Asian American Press reports that more than 100 people protested the pending deportations of eight refugee men to Cambodia at the Immigration and Customs Enforcement (ICE) Field Office at Fort Snelling. The refugee men have been targeted because of old convictions and have already served their sentences. Most of them do not have any ties to Cambodia.
“My husband hasn’t even been to Cambodia. He was born in a refugee camp in Thailand and grew up in Minnesota. He has a Minnesotan accent. He belongs here with us,” Jenny Srey, wife of one of the targeted refugees, says.
Read more on the issue over at Asian American Press.

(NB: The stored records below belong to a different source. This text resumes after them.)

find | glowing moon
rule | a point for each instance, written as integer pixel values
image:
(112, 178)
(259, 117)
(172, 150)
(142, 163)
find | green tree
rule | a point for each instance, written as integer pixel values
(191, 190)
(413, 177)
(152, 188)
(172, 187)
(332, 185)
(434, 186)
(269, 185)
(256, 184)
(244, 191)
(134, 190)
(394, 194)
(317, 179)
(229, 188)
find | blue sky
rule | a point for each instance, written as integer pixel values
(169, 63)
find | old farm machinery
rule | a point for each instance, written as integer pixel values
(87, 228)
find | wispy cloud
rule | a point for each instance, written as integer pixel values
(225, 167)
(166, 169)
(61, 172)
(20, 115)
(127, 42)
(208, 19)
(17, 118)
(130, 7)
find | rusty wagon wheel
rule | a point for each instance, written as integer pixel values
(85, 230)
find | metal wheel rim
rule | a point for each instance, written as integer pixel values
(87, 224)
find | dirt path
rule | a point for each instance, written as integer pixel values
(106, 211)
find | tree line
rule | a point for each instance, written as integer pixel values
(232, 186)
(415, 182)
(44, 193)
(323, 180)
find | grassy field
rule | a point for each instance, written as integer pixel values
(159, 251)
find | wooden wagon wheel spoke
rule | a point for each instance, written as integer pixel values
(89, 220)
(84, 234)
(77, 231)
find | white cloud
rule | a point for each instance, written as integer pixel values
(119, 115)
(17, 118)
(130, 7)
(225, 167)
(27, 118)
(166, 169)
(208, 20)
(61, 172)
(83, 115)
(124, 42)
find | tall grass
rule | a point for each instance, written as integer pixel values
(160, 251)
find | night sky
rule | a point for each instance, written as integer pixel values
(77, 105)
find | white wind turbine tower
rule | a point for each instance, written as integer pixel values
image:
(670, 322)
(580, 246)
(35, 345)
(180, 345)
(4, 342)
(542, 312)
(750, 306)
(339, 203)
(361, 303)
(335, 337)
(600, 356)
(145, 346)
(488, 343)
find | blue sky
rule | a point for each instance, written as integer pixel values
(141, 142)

“ISIS” spray-painted over UMN’s Muslim Students Association bridge panel
David Clarney, Layna Darling and Rilyn Eischens of Minnesota Daily report that the University of Minnesota’s Muslim Students Association’s bridge panel on Washington Avenue Bridge has been vandalized. The spray-paint that has been discovered on Nov. 3 reads “ISIS.” It is the second defacement on the bridge in a month.
UMN Predisant Kaler says, “When our students are targeted and made to feel fearful, we as a community suffer. Repugnant actions like these must strengthen our resolve to ensure our campus is safe, welcoming, and respectful for all. We all must speak out against hate when we see it.”
Read more on the incident and the actions being taken at Minnesota Daily.
Public ‘school-to-prison pipeline’ dialogue addresses racism
Charles Hallmann at the Minnesota Spokesman-Recorder reports on a ‘school-to-prison pipeline’ dialogue as a starting point for future discussions on the subject. A back-and-forth talk with the seven panelists and the predominantly White audience followed.
Many cases that come before his bench “are all young men who look like me,” noted [Hennepin County Juvenile Judge] Norris, adding that the juvenile justice system is not that much different from the U.S. justice system overall. “We make it impossible to recover from your mistakes.”
Young Black males are often cast as “scary,” said Norris. “This is an ongoing issue, and it is no more profound [anywhere else] than in our schools. We have criminalized children’s behavior, and much of that criminalization comes to children of color.”